Tuberculosis - also known as 'consumption' - is one of the world's deadliest killers. 2-3 million people fall succumb to it each year even though we have a cure! Why? A multitude of factors impact this such as: proper diagnosis, living conditions, and patient compliance. The treatment plan for Tuberculosis (TB) is a lengthy one, ranging from 6 to 9 months IF diagnosed correctly. That's a long time to take pills consistently. We all know how hard it is building a gym routine, imagine how hard it must be to take multiple drugs each day. And if you miss a day, the bacteria might develop drug-resistance!

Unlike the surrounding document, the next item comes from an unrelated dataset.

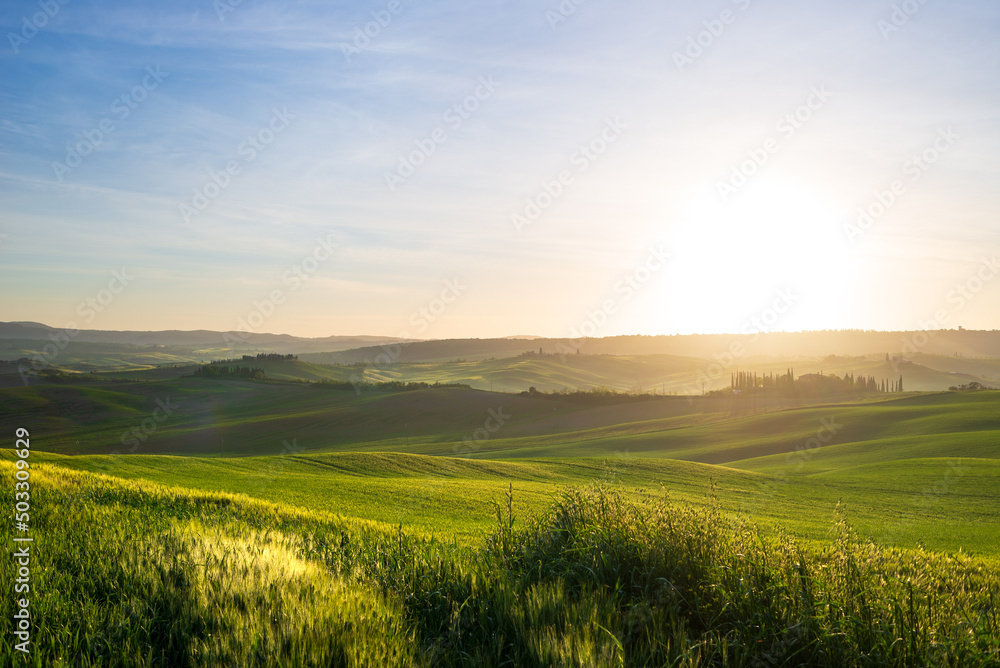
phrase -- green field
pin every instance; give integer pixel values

Drug-resistance is a huge problem. It's such a big problem that patients are usually asked to come into the hospital to take their medication. This puts a lot of burden on the healthcare system and on the patient themselves. TB usually affects people living in lower-income conditions. People whom it really impacts if they can't go to work or have to take time off work. We were inspired to bring automation to this problem.

What it does

Tuber! is an app that allows the patient to send proof of drug intake to their doctor. It works by the user showing their pill, which the app will classify into the correct drug class. Once the user consumes the pill, a database which the doctor has access to will be updated with the time of their last intake.

How we built it

We used Core ML to train a model based off of this dataset: https://www.kaggle.com/datasets/anhduy091100/vaipe-minimal-dataset For the frontend, we used Swift and Xcode to build a mobile app for the client. For the hospital end, we used BudiBase to build an interactive database.

Challenges we ran into

Initially our model didn't learn anything from the dataset. Trouble shooting this took some time because Core ML didn't show the bounding-boxes correctly. That offset us a bit because we started thinking there was a problem with the data. After a few hours of trying to fix a non-existent issue, we trained using a different model and hyperparameters and got satisfactory results. We also had trouble connecting the server (hospital) side to the client.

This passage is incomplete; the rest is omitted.